Уже не раз говорили добрые люди: пусть хозяин выставит их за дверь, иначе не миновать беды. А затем и Пиркгеймер как бы мимоходом сказал, что было бы лучше, если бы Дюрер со своими учениками распрощался: Дюрер стал прислушиваться к разговорам парней и ужаснулся. Оказывается, они полагали, что не за горами время, когда все станут равными, как это было определено богом с самого начала. Имущество разделят, не будет ни богатых, ни бедных, будет лишь трудовой люд.

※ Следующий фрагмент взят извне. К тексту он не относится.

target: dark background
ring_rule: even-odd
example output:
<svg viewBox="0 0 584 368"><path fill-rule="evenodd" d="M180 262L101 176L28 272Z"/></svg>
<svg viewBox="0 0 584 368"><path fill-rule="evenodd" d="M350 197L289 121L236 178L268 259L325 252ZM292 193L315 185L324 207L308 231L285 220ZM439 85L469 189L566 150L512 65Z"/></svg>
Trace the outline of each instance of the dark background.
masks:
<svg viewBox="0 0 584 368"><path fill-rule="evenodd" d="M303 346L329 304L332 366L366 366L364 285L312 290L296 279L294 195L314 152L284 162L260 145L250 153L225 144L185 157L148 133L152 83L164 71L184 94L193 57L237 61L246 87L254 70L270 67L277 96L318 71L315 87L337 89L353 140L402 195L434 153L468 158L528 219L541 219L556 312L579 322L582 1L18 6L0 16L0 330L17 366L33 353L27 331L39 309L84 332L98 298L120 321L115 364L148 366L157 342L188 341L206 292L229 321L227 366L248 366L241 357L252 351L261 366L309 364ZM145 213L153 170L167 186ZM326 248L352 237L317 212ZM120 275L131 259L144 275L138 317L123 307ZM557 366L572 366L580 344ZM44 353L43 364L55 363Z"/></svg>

Позвал Зебальда. Что же получается, спрашивал ученика, он, Альбрехт, его учитель, всю свою жизнь трудился, вот этими самыми руками свой достаток создал, а потом придет некто, всю жизнь просидевший с протянутой рукой на паперти, и скажет: давай делить поровну. Разве это справедливо? Зебальд, однако, не смутился: не о нем, мол, речь, а о патрициях, которые не сеют, не жнут, а тем не менее с голоду не умирают. Ага, вот откуда ветер дует! Но пусть они запомнят накрепко — сумасбродные идеи Денка не прокормят и имущества не принесут. И если они хотят учиться живописи, то весь этот бред должны оставлять за порогом мастерской вместе со своими дружками — а уж тем-то в его доме и вовсе делать нечего, иначе… Указал рукой на дверь — без слов понятно. После этого вроде прекратились ночные бдения, зато теперь Зебальд перестал приходить ночевать. Возвращался под утро, под глазами черные круги, веки слипаются. Иногда подумывал Дюрер: слава богу, что младшего брата Ганса нет сейчас в Нюрнберге, уж тот обязательно полез бы в драку.